Он запросил у старожилов сведения, нельзя ли истребить сие библейское бедствие. Но услышал неутешительные рассуждения о гневе Божием. Оставалось уповать на закупки продовольствия в не тронутых египетской казнью местах, для чего следовало понять масштаб ущерба. Сколько десятин земли пострадало в каждом уезде и сколько голодных ртов рассчитывают на помощь с казенных складов. Канцелярия собралась в поход. Вооружившись тетрадями и перьями, все от полковников до коллежских регистраторов ехали считать и описывать.
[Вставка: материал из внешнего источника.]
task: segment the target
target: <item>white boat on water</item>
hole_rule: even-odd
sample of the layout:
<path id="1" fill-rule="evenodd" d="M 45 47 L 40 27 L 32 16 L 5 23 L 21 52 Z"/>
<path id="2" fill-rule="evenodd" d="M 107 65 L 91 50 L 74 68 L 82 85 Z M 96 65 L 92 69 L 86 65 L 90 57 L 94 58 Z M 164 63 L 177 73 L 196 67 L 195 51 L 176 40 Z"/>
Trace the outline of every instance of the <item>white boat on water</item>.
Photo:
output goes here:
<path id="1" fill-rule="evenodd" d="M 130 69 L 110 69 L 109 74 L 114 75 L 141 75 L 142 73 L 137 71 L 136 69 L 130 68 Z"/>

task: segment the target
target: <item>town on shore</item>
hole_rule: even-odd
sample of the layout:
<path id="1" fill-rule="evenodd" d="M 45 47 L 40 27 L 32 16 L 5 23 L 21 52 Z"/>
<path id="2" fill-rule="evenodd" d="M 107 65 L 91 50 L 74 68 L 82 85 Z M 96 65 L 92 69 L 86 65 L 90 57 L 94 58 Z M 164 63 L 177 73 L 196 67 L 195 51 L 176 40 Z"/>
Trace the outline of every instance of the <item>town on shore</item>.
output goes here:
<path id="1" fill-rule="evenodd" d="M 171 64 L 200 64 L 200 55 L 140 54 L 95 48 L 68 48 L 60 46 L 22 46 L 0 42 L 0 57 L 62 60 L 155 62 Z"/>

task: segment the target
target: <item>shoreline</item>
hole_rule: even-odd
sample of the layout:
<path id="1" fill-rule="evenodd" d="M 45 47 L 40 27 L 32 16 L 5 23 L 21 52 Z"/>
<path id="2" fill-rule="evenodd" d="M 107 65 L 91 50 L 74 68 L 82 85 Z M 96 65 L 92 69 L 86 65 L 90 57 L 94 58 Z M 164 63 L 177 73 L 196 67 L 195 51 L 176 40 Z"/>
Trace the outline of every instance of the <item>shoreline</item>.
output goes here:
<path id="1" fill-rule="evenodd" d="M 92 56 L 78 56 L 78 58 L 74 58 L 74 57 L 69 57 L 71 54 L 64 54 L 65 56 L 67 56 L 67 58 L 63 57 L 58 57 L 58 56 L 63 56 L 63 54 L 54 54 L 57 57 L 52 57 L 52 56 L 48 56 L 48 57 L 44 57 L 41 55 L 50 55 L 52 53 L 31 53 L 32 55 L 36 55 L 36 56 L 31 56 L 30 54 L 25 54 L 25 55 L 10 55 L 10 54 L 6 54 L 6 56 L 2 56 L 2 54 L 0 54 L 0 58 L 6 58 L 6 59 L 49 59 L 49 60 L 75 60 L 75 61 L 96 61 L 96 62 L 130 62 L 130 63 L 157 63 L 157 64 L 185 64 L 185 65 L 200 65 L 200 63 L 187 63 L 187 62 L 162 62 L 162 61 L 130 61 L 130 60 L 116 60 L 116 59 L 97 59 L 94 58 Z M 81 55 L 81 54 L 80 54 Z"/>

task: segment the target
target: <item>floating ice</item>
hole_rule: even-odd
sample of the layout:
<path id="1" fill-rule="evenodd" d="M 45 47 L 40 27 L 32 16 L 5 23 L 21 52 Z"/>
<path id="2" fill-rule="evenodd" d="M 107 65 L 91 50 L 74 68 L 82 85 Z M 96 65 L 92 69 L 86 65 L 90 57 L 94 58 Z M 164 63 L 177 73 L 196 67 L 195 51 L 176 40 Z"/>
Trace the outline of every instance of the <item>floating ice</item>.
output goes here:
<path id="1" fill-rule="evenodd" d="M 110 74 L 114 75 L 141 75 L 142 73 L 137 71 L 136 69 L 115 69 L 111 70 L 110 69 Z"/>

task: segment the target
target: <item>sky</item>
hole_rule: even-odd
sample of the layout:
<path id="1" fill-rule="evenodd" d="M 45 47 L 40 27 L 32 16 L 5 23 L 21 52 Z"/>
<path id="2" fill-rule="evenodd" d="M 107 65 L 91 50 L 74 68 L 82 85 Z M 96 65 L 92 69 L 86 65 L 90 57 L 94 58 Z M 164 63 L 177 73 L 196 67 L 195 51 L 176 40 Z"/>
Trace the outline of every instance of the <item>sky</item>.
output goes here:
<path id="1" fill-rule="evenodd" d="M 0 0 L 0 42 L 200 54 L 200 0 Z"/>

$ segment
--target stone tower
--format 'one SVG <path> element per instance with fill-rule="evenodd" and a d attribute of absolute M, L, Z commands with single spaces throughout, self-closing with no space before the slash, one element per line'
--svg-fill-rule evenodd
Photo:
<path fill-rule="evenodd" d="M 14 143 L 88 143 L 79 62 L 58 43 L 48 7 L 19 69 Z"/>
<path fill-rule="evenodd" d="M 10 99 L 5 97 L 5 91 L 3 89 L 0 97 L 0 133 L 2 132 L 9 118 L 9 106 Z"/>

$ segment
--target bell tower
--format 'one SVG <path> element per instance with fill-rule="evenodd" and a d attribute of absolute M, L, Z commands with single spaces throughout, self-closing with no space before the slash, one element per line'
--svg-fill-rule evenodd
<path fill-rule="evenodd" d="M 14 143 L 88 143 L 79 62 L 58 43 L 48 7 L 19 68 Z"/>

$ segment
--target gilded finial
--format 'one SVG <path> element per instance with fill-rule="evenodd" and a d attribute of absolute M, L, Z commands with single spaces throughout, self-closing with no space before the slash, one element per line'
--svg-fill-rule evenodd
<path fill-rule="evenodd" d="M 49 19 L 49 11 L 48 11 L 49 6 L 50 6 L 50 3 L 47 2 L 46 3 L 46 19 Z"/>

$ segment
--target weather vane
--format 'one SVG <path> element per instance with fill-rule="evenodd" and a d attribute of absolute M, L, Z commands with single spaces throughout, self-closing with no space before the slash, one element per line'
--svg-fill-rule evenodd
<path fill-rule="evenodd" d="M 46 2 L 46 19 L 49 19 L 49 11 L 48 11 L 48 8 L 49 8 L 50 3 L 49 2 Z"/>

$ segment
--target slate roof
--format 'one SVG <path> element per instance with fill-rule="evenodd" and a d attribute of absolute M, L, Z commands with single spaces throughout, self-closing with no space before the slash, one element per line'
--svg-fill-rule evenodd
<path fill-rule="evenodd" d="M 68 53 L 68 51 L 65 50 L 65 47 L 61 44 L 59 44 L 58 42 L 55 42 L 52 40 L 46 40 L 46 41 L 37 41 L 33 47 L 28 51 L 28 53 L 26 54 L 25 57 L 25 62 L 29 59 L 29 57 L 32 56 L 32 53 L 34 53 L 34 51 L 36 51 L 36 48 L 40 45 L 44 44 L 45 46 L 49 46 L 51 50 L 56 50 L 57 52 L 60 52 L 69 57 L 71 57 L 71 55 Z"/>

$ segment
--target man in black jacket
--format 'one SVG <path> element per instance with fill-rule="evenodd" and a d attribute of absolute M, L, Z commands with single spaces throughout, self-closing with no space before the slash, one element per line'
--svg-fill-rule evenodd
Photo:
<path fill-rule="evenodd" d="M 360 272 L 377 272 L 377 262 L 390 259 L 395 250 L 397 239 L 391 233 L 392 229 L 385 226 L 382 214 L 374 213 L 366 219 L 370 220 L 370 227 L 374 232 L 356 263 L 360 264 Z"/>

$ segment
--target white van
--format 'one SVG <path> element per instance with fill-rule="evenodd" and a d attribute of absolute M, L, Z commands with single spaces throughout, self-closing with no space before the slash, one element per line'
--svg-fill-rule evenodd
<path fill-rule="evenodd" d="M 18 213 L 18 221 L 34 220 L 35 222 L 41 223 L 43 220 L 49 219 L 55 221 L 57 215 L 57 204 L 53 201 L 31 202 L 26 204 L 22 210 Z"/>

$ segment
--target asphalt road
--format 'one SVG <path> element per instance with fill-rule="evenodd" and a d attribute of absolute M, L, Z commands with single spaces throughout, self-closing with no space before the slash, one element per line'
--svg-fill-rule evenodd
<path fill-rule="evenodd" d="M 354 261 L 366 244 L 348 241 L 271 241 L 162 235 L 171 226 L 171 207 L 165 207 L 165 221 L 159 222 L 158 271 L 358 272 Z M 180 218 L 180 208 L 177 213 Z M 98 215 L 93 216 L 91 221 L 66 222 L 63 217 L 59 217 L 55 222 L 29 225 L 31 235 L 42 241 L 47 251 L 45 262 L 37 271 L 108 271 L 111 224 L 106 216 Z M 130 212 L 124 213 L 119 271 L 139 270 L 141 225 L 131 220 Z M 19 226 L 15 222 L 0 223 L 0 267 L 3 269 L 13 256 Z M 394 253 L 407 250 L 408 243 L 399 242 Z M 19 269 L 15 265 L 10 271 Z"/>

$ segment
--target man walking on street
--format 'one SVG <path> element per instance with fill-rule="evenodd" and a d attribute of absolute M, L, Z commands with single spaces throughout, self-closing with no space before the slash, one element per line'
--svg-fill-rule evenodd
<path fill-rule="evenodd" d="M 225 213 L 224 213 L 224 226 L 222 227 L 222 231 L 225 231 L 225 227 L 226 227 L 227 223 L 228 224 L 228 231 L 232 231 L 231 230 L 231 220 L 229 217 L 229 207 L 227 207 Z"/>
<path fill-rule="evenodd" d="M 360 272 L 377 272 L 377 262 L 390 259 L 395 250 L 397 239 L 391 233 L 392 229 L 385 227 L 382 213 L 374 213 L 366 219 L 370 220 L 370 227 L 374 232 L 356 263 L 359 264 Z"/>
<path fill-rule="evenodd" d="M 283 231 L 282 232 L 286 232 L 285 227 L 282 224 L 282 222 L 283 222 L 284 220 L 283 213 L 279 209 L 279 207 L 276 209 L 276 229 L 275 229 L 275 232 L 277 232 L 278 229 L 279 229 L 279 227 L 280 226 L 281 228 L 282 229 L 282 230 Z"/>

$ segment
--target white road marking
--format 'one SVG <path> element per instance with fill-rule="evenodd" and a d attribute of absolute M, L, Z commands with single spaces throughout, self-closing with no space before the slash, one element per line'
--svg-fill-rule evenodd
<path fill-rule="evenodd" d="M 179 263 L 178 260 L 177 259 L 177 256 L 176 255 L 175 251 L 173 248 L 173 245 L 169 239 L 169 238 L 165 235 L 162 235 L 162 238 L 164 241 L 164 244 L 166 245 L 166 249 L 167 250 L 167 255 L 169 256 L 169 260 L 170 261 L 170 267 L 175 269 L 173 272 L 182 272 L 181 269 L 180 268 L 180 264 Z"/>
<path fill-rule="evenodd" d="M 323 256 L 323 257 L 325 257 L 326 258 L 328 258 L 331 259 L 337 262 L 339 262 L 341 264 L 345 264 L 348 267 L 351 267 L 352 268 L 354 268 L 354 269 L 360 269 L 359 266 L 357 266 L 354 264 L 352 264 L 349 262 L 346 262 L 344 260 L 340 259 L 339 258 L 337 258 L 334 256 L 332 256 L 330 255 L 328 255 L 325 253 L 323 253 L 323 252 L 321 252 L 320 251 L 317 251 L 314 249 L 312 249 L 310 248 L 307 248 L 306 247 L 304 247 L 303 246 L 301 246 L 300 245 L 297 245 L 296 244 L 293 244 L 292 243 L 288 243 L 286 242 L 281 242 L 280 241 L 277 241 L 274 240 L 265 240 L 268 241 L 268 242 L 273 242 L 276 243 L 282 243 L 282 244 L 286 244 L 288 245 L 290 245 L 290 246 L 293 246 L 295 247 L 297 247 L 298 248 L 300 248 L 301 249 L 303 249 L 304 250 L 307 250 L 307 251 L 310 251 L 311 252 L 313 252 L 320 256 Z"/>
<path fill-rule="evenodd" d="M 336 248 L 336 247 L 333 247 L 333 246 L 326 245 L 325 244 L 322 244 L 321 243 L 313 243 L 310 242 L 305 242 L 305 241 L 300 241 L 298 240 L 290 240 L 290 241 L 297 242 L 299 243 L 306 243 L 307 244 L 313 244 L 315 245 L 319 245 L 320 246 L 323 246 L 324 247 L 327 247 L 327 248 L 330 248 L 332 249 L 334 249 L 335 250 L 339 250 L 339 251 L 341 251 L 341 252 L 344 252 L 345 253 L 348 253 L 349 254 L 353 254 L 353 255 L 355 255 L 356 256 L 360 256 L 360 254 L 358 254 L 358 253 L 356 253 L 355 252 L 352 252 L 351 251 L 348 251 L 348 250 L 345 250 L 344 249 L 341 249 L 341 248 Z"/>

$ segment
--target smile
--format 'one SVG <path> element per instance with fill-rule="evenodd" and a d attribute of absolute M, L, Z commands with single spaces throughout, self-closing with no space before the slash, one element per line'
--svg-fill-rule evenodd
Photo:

Под трубные гласы и звон стремян в Одессу явился Вигель с известием, что Бессарабию тоже задело. Его немало позабавили изменения, произошедшие в городе. По приказу наместника названия улиц, прежде писавшиеся по-французски, заменили русскими. Со стен домов сняли таблички «Rue de Richelieu» и «Strada di Ribas».
– Наш граф – истребитель саранчи, освободитель цыган и борец за родную грамматику! – потешался Филипп Филиппович, сидя с Пушкиным у Сикара.
– Каких цыган? – не понял поэт. – Кишиневские новости до нас не доходят.